At a living facility, my understanding is that at many of the facilities, they provide dolls, for their residents to carry around so that they feel that they have a connection.

Regarding CBD (nevermind the THC), each state is different and each facility is different on whether they allow it. Medical marijuana is legal in the state I'm in, however, due to the lack of research, many of the facilities don't want to administer it to an elderly patient, even with doctor's prescription because there hasn't been enough research done on elderly people to determine that there are no adverse consequences.

I personally would not volunteer at the facility while your wife is there.

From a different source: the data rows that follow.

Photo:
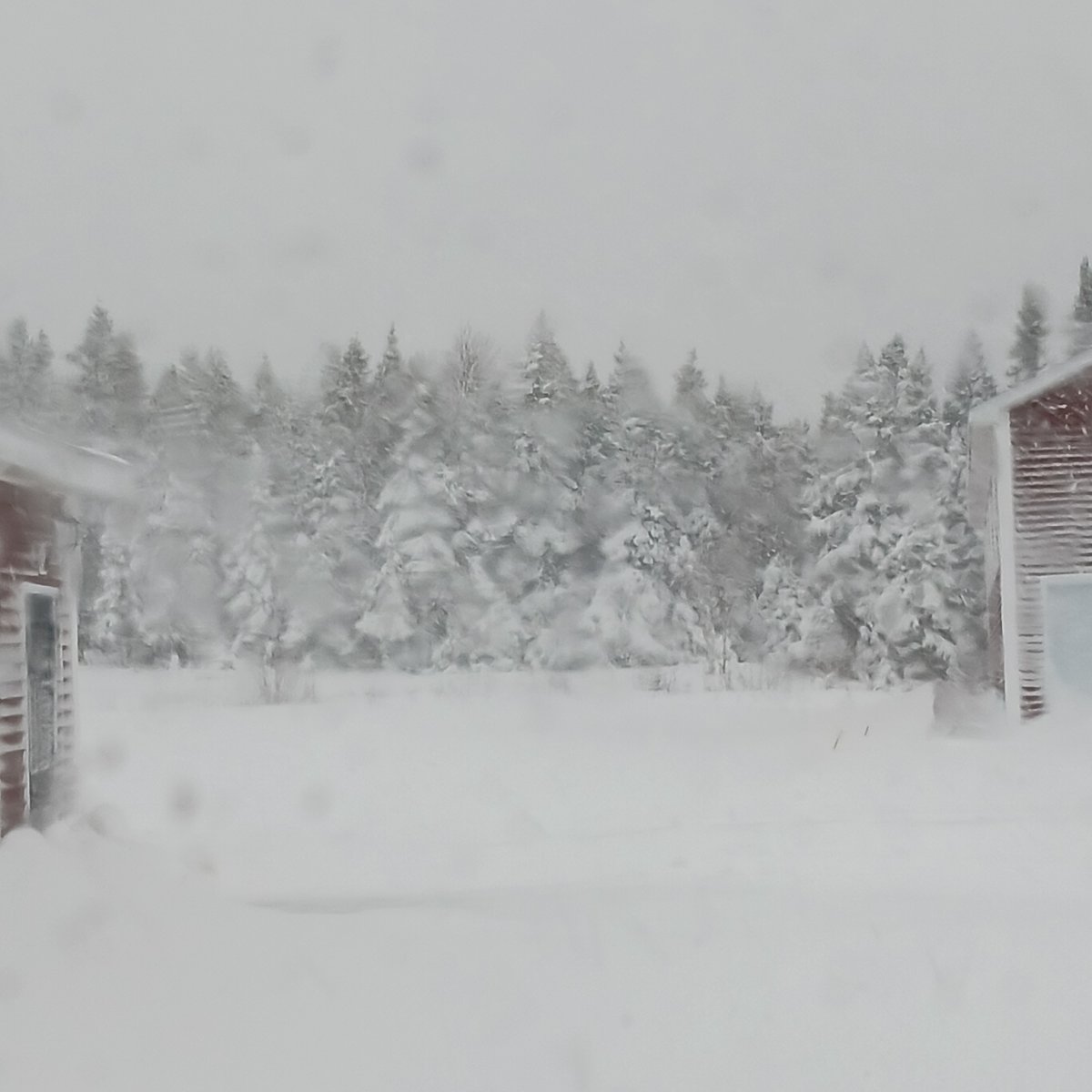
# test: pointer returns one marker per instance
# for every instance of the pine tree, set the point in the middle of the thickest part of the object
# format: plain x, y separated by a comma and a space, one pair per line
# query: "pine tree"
547, 378
880, 581
1081, 323
347, 383
115, 629
109, 383
1029, 349
970, 385
391, 361
25, 374
629, 387
691, 385
265, 593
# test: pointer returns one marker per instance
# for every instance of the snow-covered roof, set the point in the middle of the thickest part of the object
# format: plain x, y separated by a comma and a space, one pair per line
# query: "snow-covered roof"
26, 452
986, 419
992, 412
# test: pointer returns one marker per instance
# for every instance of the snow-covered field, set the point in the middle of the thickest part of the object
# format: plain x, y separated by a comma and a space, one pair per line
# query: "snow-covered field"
524, 883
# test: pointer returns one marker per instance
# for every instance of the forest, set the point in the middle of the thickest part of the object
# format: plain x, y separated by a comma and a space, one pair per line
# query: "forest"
469, 511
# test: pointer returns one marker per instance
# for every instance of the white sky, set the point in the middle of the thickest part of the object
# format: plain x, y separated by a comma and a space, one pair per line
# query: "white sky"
771, 184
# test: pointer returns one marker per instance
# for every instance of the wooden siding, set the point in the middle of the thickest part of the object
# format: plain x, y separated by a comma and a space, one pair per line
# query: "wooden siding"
1052, 489
36, 546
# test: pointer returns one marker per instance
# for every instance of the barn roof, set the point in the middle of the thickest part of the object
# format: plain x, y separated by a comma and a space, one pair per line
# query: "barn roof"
26, 453
986, 419
997, 408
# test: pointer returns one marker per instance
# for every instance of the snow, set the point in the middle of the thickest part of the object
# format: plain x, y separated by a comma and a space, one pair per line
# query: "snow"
550, 882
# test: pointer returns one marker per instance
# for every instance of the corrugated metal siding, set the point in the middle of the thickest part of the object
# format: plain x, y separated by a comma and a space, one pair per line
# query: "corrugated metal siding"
33, 550
1052, 470
992, 550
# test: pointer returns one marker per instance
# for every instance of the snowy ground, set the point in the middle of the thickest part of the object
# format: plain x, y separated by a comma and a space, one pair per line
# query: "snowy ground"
538, 884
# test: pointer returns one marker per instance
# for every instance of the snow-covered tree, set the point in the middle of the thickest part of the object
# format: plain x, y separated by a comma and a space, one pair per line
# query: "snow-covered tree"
1081, 320
971, 383
266, 592
347, 382
880, 573
109, 382
1029, 349
25, 361
547, 378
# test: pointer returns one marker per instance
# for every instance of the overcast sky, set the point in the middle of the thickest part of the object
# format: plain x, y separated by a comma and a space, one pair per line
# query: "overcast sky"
770, 184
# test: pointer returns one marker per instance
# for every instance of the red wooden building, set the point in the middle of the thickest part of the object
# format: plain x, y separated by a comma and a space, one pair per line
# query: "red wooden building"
1031, 496
43, 483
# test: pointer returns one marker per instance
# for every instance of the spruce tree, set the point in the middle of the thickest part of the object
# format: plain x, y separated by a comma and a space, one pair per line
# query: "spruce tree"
109, 383
347, 383
1081, 322
547, 378
691, 386
970, 385
25, 374
1029, 349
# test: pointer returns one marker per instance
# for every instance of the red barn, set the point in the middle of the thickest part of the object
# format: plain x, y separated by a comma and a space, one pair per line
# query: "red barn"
42, 480
1031, 496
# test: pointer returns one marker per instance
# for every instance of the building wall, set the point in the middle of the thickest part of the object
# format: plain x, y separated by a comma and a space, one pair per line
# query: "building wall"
37, 545
1052, 470
995, 644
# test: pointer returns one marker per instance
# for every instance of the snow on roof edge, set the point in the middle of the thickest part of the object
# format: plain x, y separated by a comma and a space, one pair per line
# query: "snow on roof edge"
988, 414
66, 467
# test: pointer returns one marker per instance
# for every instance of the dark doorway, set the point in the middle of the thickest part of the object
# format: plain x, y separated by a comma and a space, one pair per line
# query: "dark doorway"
42, 672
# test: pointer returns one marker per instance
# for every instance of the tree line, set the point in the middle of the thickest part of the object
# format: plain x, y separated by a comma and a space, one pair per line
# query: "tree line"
469, 512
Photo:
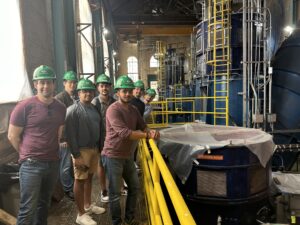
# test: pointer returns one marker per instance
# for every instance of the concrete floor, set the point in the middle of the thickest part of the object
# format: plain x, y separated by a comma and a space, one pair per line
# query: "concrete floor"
65, 212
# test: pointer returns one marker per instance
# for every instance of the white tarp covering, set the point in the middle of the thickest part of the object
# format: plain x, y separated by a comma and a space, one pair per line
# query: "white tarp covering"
287, 182
182, 144
14, 84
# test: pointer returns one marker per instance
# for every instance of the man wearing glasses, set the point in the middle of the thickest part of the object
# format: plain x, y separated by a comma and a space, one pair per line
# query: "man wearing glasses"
35, 129
124, 126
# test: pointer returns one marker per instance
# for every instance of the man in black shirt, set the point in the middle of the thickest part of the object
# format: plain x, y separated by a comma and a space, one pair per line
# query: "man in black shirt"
67, 97
137, 94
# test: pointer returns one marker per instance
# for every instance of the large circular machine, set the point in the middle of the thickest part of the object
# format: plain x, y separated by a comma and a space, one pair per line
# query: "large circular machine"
223, 172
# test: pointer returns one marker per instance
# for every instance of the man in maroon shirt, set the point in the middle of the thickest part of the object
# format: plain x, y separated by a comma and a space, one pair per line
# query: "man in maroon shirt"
35, 129
124, 126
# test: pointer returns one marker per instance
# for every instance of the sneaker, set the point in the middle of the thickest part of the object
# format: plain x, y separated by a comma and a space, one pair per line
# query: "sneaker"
104, 197
70, 195
124, 191
94, 209
85, 219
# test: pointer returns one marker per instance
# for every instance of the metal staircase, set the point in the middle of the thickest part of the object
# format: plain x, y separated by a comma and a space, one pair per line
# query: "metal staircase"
218, 57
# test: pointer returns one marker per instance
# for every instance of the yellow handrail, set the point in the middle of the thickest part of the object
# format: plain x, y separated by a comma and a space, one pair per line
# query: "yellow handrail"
153, 166
161, 108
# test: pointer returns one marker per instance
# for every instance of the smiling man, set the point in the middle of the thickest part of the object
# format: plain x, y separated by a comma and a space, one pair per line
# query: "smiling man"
83, 133
35, 129
102, 101
124, 126
67, 97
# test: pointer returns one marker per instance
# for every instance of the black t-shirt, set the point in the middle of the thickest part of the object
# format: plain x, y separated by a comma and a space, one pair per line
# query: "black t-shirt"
139, 104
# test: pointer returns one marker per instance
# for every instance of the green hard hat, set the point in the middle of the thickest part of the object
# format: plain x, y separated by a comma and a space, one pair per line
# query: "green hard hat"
70, 75
124, 82
151, 92
44, 72
85, 84
102, 78
139, 84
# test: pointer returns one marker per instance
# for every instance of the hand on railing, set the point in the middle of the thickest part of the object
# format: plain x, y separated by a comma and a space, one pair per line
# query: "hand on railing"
153, 134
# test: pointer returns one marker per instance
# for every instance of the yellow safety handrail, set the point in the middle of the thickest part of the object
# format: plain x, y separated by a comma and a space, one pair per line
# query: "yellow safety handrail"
161, 109
154, 166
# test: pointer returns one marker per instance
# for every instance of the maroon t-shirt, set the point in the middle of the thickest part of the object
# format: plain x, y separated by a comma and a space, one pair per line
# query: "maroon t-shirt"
120, 122
40, 121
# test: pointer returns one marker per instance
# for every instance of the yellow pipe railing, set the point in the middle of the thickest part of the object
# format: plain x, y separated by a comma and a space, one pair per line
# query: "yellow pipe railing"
154, 166
161, 108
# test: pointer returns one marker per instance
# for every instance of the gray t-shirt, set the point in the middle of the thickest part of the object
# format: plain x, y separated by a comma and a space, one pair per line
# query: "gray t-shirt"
82, 127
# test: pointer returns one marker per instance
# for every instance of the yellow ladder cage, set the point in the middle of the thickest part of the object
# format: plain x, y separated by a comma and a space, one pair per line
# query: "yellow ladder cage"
218, 56
160, 56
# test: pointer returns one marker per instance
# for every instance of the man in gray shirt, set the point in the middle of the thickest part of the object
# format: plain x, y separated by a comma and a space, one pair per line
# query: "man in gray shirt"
102, 101
124, 126
83, 136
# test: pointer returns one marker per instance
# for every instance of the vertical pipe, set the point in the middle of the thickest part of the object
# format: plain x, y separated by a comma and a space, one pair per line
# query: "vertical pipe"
244, 65
98, 42
265, 63
59, 40
70, 27
78, 39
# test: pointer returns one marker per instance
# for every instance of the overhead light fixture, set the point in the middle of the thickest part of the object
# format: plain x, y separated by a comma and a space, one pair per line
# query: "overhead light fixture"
289, 29
105, 31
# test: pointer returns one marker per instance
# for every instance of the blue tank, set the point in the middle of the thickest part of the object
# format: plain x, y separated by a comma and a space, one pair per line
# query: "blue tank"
286, 91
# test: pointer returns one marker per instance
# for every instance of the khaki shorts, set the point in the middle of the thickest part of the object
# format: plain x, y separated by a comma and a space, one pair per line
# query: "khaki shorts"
100, 160
90, 158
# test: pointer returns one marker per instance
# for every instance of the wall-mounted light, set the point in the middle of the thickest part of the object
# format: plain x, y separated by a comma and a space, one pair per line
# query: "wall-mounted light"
289, 29
105, 31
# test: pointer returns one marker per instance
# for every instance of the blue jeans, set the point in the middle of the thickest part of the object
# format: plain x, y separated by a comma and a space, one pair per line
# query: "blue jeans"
66, 169
116, 169
37, 183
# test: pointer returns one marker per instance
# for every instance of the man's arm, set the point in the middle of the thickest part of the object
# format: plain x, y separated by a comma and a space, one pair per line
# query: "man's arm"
14, 136
60, 133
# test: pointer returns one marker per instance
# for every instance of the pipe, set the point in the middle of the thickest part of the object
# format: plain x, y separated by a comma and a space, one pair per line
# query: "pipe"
244, 66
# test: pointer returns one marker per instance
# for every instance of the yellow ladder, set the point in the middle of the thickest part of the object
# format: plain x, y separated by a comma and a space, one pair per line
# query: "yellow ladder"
218, 56
178, 97
160, 56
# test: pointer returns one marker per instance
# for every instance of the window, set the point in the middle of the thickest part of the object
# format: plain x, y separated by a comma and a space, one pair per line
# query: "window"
132, 67
153, 62
13, 70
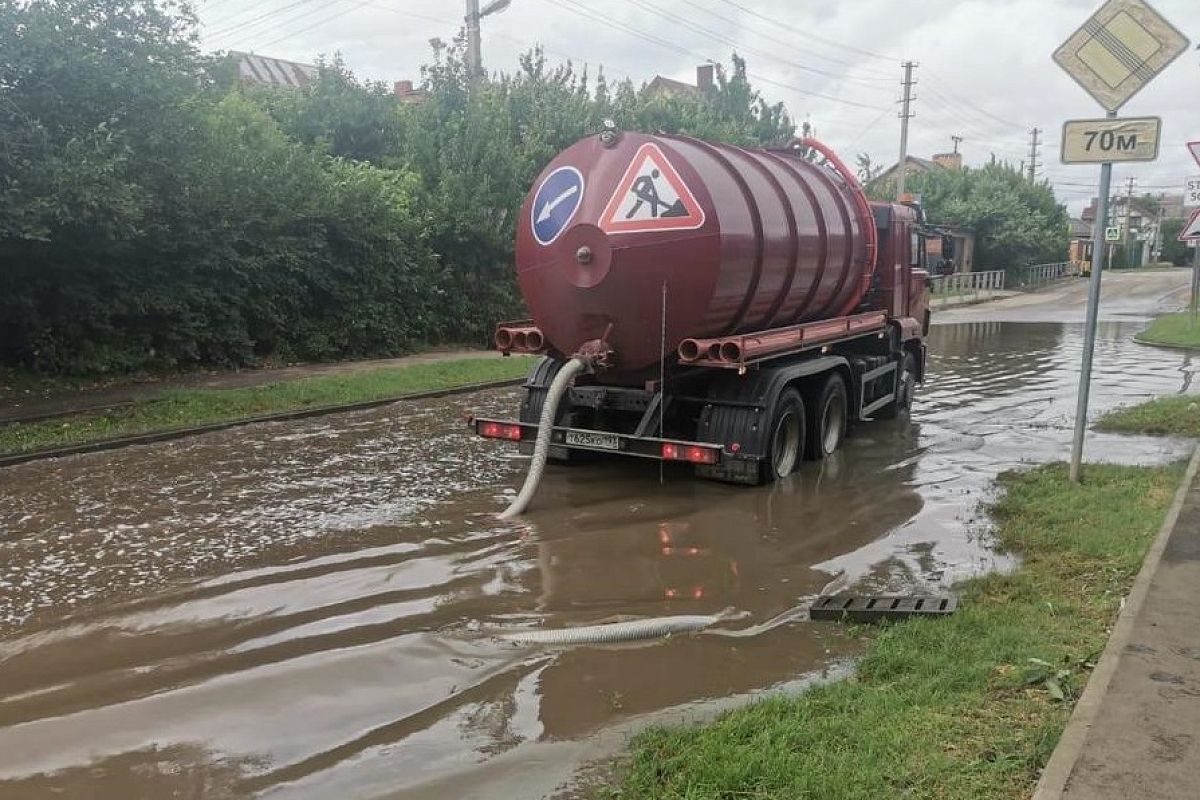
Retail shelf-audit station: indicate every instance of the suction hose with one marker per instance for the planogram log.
(545, 428)
(639, 629)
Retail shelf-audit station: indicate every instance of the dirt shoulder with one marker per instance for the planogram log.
(30, 400)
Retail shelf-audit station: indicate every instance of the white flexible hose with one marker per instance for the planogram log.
(545, 428)
(627, 631)
(639, 629)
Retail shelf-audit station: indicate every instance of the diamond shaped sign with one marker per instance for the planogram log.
(1119, 50)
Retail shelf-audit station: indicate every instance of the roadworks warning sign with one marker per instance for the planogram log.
(651, 196)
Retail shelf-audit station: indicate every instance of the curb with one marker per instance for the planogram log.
(300, 414)
(1071, 745)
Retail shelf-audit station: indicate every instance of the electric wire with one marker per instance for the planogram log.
(810, 35)
(579, 8)
(725, 40)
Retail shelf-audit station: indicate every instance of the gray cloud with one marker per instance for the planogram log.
(985, 71)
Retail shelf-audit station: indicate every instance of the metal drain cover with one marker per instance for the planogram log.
(871, 608)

That will cause confusion to her (why are you helping these other people when you are my husband?)

After 6 months, my Mom has finally gotten comfortable knowing that I'm not "dumping" her in a facility. I visit her every day unless I'm taking a business trip. Sometimes the visit includes lunch and lasts for 5 hours. Sometimes it is just doing exercises and brushing her teeth (30 minutes). Major events (like when I leave and when I'm returning, her doctor's appointments, etc.) are all written on a "pocket" calendar that the nurse's can read to her. I bring her fruits that she does not get through their meals (e.g. sliced oranges, grapes, etc.) I try to make her feel that the only reason she is there, is so that I don't have to directly hire caregivers anymore.

Because my Mom never really understood how to use a smartphone or flip phone, we use Facetime (Apple) for her to get hold of us. The caregivers at the facility will help my Mom use her ipad to talk to my sister and any of the grandchildren.

Don't expect her to make new friends at MC. Most people on the MC unit are "locked" in their own world and many cannot speak and have lost the ability to relate to others.